The most underreported story of the last two days has been the fact that the UCI, not content that the Kazakh federation had caught up to its current payments to the Astana cycling team, has required the federation to deposit an additional 6 million euro bank guarantee. That amount would effectively cover the sponsor's committment through the end of the year, leaving the team to ride the rest of the season without the sort of turmoil and costume changes it's experienced so far this year.
So why does it matter what time it is in Switzerland? Because that guarantee is due at 6 pm on Tuesday (revised from 5 pm). In other words, now. If there's one thing they know in Switzerland, it's timekeeping, so if the money has failed to appear, the case goes to the UCI's licensing committee. That body could force a transfer of the license from the Kazakh federation to someone else, and I think we all know the "someone else" we're thinking of.
Though cyclingnews.com picked up the story yesterday evening, the news was in play in the Belgian and Dutch media much earlier in the day. In fact, Sportwereld posted this story early yesterday, then pulled it in favor of one with fewer details, and has now reposted it. In it, Johan Bruyneel reflects that he's still had no communication from the sponsors, though he seems pretty comfortable with that, promising that the team, whatever it may be called, will be at the Tour start in Monaco. He's so comfortable, in fact, it's almost as if he has a Plan B, eh?

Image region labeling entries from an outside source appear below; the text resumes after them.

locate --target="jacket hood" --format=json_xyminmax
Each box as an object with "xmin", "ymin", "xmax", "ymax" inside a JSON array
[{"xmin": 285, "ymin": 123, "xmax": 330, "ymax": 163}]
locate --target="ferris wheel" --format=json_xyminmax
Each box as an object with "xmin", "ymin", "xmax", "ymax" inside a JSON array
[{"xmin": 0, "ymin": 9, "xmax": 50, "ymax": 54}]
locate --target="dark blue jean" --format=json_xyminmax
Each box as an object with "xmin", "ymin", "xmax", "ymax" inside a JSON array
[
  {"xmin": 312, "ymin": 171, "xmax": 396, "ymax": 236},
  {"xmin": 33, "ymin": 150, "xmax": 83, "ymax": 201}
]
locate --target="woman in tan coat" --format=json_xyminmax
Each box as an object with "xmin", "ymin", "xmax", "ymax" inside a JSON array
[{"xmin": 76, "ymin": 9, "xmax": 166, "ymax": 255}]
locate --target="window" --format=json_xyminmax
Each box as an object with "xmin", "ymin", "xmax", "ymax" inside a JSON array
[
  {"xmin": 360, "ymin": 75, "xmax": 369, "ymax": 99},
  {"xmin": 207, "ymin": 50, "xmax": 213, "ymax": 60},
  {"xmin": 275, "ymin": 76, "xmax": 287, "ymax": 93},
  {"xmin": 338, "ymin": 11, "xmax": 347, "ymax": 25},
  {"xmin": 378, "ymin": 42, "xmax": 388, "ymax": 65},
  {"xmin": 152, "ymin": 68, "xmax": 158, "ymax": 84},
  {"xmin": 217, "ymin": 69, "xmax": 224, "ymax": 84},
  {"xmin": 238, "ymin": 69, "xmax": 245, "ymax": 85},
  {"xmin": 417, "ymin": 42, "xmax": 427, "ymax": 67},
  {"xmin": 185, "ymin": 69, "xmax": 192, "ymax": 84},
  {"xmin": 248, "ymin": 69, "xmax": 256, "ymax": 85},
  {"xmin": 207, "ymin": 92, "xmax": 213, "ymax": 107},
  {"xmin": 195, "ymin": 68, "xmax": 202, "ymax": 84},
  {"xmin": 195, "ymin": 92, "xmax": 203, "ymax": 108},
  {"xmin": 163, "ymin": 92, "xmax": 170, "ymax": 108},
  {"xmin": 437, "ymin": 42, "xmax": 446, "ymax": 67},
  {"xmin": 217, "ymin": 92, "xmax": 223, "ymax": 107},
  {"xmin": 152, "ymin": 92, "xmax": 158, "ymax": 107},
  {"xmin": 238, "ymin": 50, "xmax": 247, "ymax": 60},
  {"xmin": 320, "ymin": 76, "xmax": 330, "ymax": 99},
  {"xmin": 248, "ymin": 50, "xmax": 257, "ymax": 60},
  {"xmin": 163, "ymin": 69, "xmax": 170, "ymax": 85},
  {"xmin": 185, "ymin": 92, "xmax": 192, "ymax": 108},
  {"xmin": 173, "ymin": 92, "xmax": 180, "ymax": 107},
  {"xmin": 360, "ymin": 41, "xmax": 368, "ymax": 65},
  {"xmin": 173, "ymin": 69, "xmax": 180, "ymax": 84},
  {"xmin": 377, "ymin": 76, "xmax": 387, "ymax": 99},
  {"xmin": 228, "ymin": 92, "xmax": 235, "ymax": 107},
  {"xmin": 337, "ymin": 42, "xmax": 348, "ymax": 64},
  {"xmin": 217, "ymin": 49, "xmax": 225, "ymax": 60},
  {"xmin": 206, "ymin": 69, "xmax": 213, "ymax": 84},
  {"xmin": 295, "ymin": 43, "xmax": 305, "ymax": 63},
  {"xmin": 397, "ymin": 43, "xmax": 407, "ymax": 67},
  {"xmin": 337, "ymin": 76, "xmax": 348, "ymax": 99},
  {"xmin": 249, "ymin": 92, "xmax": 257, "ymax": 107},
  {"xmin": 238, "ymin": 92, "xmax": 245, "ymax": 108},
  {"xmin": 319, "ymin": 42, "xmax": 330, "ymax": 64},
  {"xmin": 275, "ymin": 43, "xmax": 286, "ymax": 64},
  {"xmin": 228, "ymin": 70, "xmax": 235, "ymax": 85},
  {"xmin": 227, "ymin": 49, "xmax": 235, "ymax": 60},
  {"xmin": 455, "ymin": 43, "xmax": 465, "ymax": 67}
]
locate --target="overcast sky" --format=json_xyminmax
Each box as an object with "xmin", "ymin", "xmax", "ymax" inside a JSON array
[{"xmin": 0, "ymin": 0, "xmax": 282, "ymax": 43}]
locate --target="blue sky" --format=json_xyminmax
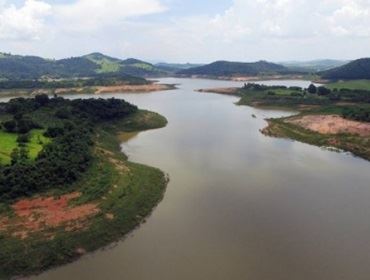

Now here's the question: was Astana just waiting for this announcement before they decided whether to pay up or not? Had CAS cleared Vinokourov to ride ahead of the Tour de France start, there's a chance the money could have arrived, with one very, very hefty string attached.
CAS didn't award Vino his two-week reprieve, however, so he remains sidelined until a nice, safe July 24 (leaving Tour Poobah Christian Prudhomme free to breathe a giant sigh of relief). So now I suppose we'll never know if the Kazakhs might have been able to pass the hat for a cool 6 million to put Vinokourov directly back in the thick of things, or how Bruyneel would have reacted to the sort of strong arm tactics that the Kazakhs would have likely employed to ensure Vino his return. Compared to the oft-referenced, seldom named "cycling mafia," I'm betting the Kazakhs play just a little bit harder when the chips are down.
Now all that remains to be seen is if Astana will cough up the cash to watch some Spano-Germano-Americano quadruple threat play hero on its dime, especially now that management has benched Kazakhstan's best-performing local boy, Assan Bazayev. According to the Sportwereld article, chances of receiving that check are looking pretty slim, and I'm guessing that fits pretty well into a well-developed Plan B for the team.
UPDATE, June 17 a.m.: Though there's no official release available from the UCI yet, cyclingnews.com reports that Astana (the team) did not receive any payment from the Kazakh federation by yesterday's deadline. Apparently, the Kazakhs may try again today, but not if they follow the advice of their lawyers and their negotiator, former Dutch pro Rini Wagtmans, who feel that the UCI doesn't have the authority to ask for the extra guarantee. They may be right, but not having the authority has never stopped the UCI before, so it may not matter very much in the end. In the CN article, Wagtmans weaves a few theories about how the process may go down, but I'll be damned if I can make heads or tails of what he's envisioning. Bad translation, maybe? Also, Joe Lindsey takes his own look at the situation and provides some basic background here.
Coincidentally, Wagtmans' former teammate, Eddy Merckx, has a birthday today.